Crappie, sac-a-lait, papermouth, white perch, specks or calico bass - call them what you will, the Magnolia State can rightfully boast some of the best crappie fishing in the U.S., and the best time for crappie fishing is nearly upon us.

Mississippi waters provide a home for both black and white crappie, but white crappie are much more abundant in most waters.

Let me fill you in on the similarities and differences between these two members of the sunfish family.

Which is which?

White crappie are distinguished from black crappie not by their coloration, but by the number of hard spines in the dorsal fin. The dorsal fin on the back of the crappie has sharp, stiff spines to the front and softer fin rays to the back. White crappie have five to six dorsal fin spines, and black crappie have seven to eight dorsal fin spines. Be careful not to overlook the first dorsal spine when counting - it often is very short.

Many anglers are misled in identifying black and white crappies by their coloration. If both fish were caught from clear water, the black crappie may tend to have more black markings on its flanks than the white crappie, but color is very unreliable. In turbid water, both fish will be pale with few dark markings.

Both species, particularly the males, get very dark during the spawn. More than a few crappie anglers have commented about how abundant black crappie are during the spawn, but they catch mostly white crappie the rest of the year.

What's different

Both crappies grow fast in Mississippi waters, but the white reaches larger size, as evidenced by the 5-pound, 3-ounce state-record white crappie and the 4-pound, 4-ounce state-record black crappie. The greater size of white crappie is consistent in the record fish in other states that have both black and white crappie.

Both species thrive in rivers, lakes and reservoirs in the eastern half of the United States. White crappie range from New York to North Dakota in the north and from Georgia to Texas in the south. They are not native in Florida or the low country of Georgia and South Carolina.

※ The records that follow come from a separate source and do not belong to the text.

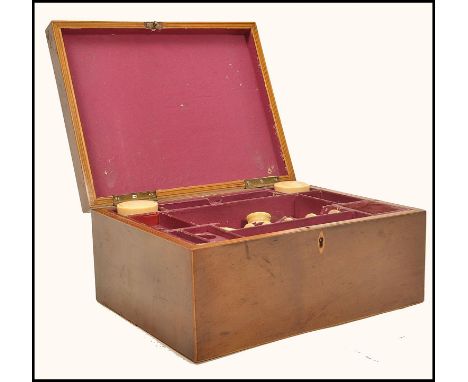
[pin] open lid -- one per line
(175, 108)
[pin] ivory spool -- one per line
(291, 187)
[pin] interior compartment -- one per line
(202, 220)
(160, 221)
(211, 233)
(240, 196)
(298, 223)
(184, 204)
(234, 214)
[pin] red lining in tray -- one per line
(200, 220)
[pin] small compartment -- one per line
(188, 236)
(234, 214)
(241, 196)
(372, 207)
(357, 214)
(160, 221)
(298, 223)
(331, 196)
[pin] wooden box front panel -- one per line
(259, 290)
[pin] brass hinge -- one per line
(261, 182)
(153, 25)
(149, 195)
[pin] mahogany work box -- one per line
(184, 113)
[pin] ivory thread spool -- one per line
(136, 207)
(291, 187)
(257, 218)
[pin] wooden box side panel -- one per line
(257, 291)
(84, 199)
(145, 279)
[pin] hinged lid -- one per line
(175, 108)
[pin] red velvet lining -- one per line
(198, 220)
(171, 108)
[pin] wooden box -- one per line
(184, 113)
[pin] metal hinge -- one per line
(149, 195)
(153, 25)
(266, 181)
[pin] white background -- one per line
(321, 82)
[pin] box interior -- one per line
(172, 108)
(203, 220)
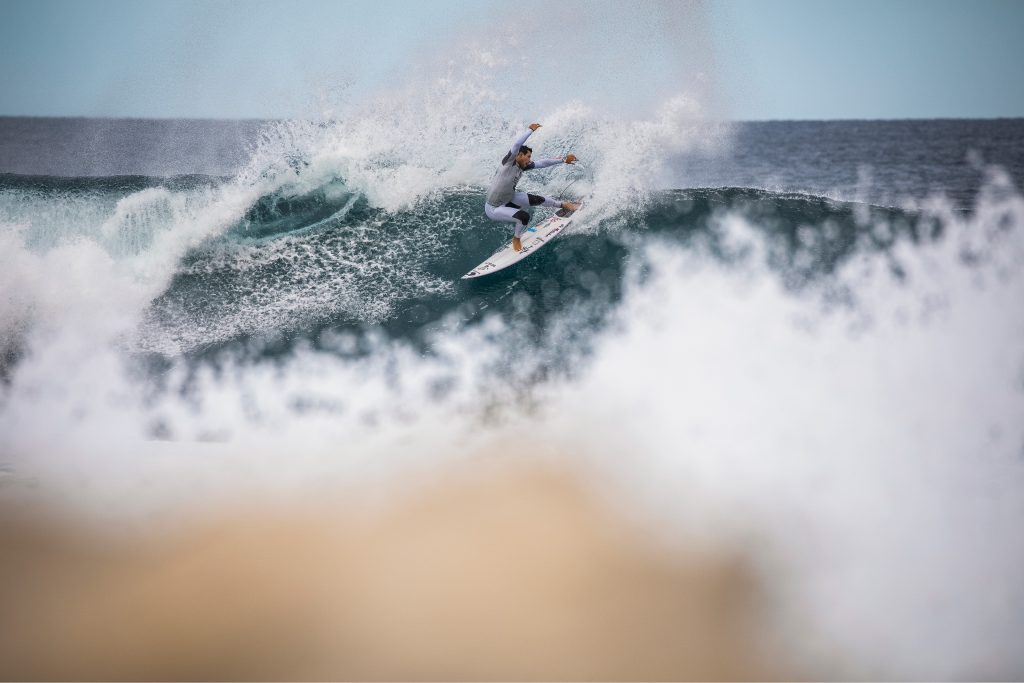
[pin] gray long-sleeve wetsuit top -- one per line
(503, 186)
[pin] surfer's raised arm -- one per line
(504, 202)
(519, 141)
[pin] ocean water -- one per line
(805, 335)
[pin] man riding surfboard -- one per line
(504, 202)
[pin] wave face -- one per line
(822, 358)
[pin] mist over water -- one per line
(801, 343)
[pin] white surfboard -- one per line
(532, 239)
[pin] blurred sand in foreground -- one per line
(491, 573)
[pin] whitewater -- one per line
(812, 357)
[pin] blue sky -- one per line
(763, 59)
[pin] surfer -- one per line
(504, 203)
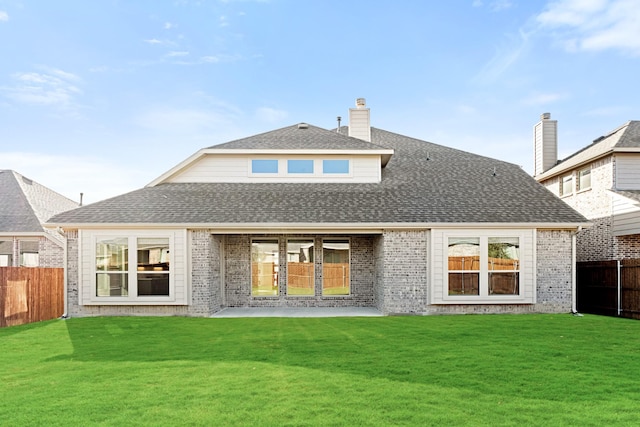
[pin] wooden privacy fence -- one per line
(611, 288)
(30, 294)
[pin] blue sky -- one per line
(102, 97)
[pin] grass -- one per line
(445, 370)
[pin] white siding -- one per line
(626, 216)
(179, 276)
(230, 168)
(440, 265)
(628, 172)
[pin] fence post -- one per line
(619, 277)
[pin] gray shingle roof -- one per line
(16, 214)
(626, 136)
(422, 183)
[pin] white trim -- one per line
(384, 153)
(356, 228)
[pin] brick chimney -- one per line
(545, 144)
(360, 121)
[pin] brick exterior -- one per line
(388, 271)
(553, 278)
(402, 273)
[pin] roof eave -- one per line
(290, 228)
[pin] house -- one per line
(602, 182)
(24, 206)
(308, 217)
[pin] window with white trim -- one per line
(130, 268)
(483, 266)
(336, 266)
(584, 179)
(566, 185)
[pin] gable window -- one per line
(6, 253)
(335, 166)
(584, 179)
(566, 185)
(483, 266)
(132, 267)
(336, 275)
(300, 166)
(300, 267)
(264, 166)
(264, 267)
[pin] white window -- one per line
(336, 266)
(300, 166)
(584, 179)
(566, 185)
(130, 268)
(483, 267)
(29, 254)
(264, 166)
(335, 167)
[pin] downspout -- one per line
(65, 259)
(574, 267)
(619, 265)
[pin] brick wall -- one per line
(553, 280)
(402, 259)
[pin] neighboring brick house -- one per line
(602, 182)
(24, 206)
(308, 217)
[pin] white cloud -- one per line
(504, 58)
(271, 115)
(51, 87)
(174, 54)
(543, 98)
(594, 25)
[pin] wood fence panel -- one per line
(597, 289)
(630, 288)
(30, 294)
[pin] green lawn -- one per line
(546, 370)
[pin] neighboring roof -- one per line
(623, 139)
(423, 183)
(25, 204)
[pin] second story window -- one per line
(566, 185)
(300, 166)
(584, 179)
(264, 166)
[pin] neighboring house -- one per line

Black crappie have a broader distribution, ranging from southern Canada to Florida, and tend to outnumber white crappie in the northern tier of states.

Some biologists suggest black crappie tend to be more abundant in clearer water or systems with abundant aquatic vegetation or inundated terrestrial vegetation.

What's the same

Both species begin spawning when water temperatures reach about 60 degrees. Males build and guard nests in shallow, shoreline waters. Preferred nesting areas tend to be near cover of some kind, especially emergent aquatic vegetation or inundated terrestrial vegetation, when available. Despite the similarity in spawning habits, hybridization is rare in waters where both species occur.

The eggs hatch in two to four days, depending on water temperature. The young fish leave the nest several days after hatching, and feed on zooplankton. Growth is rapid, and the young crappie quickly switch to aquatic insect larvae.

Invertebrates remain a component of crappie diet throughout their lives, but forage fish are needed for the crappie to continue rapid growth after they reach 4 to 5 inches. Important forage fish include minnows and young sunfish and shad.

Growth varies in Mississippi waters, largely as a result of fluctuations in abundance. Typical growth rate is 4 to 5 inches by age 1, 6 to 7 inches by age 2, about 8 to 9 inches by age 3, and 10 inches by age 4.

Management challenges

Both species present significant challenges to fishery managers due to wide fluctuation in their abundance, and these cycles of abundance cascade into the quality of the fish caught. It's an axiom of fisheries management that growth is slow when population density is high, and vice versa. So crappie fisheries fluctuate between populations of abundant but small fish interrupted by periods of lower catch but large fish.

Crappie studies have attributed weak year-classes of crappie to both environmental factors, such as water-level fluctuations and high flow-through in reservoirs, and biological factors, such as competition among dense crappie populations that reduces fecundity and cannibalism by an abundant year-class on several following year-classes.

Research by Mike Allen at the University of Florida and Steve Miranda at Mississippi State University found that fluctuations in crappie year-classes could be explained by an interaction of environmental factors and crappie population density. Recruitment was always low when crappie density was high. At low to moderate crappie density, recruitment fluctuated in 2- to 4-year cycles, and environmental conditions affected the magnitude of the cycles.

Environmental factors, such as rainfall and temperature, cannot be controlled. Manipulating crappie density will not eliminate population fluctuations, but may hold promise for reducing the number of weak year-classes. Whether crappie density can be manipulated by angler harvest remains to be determined.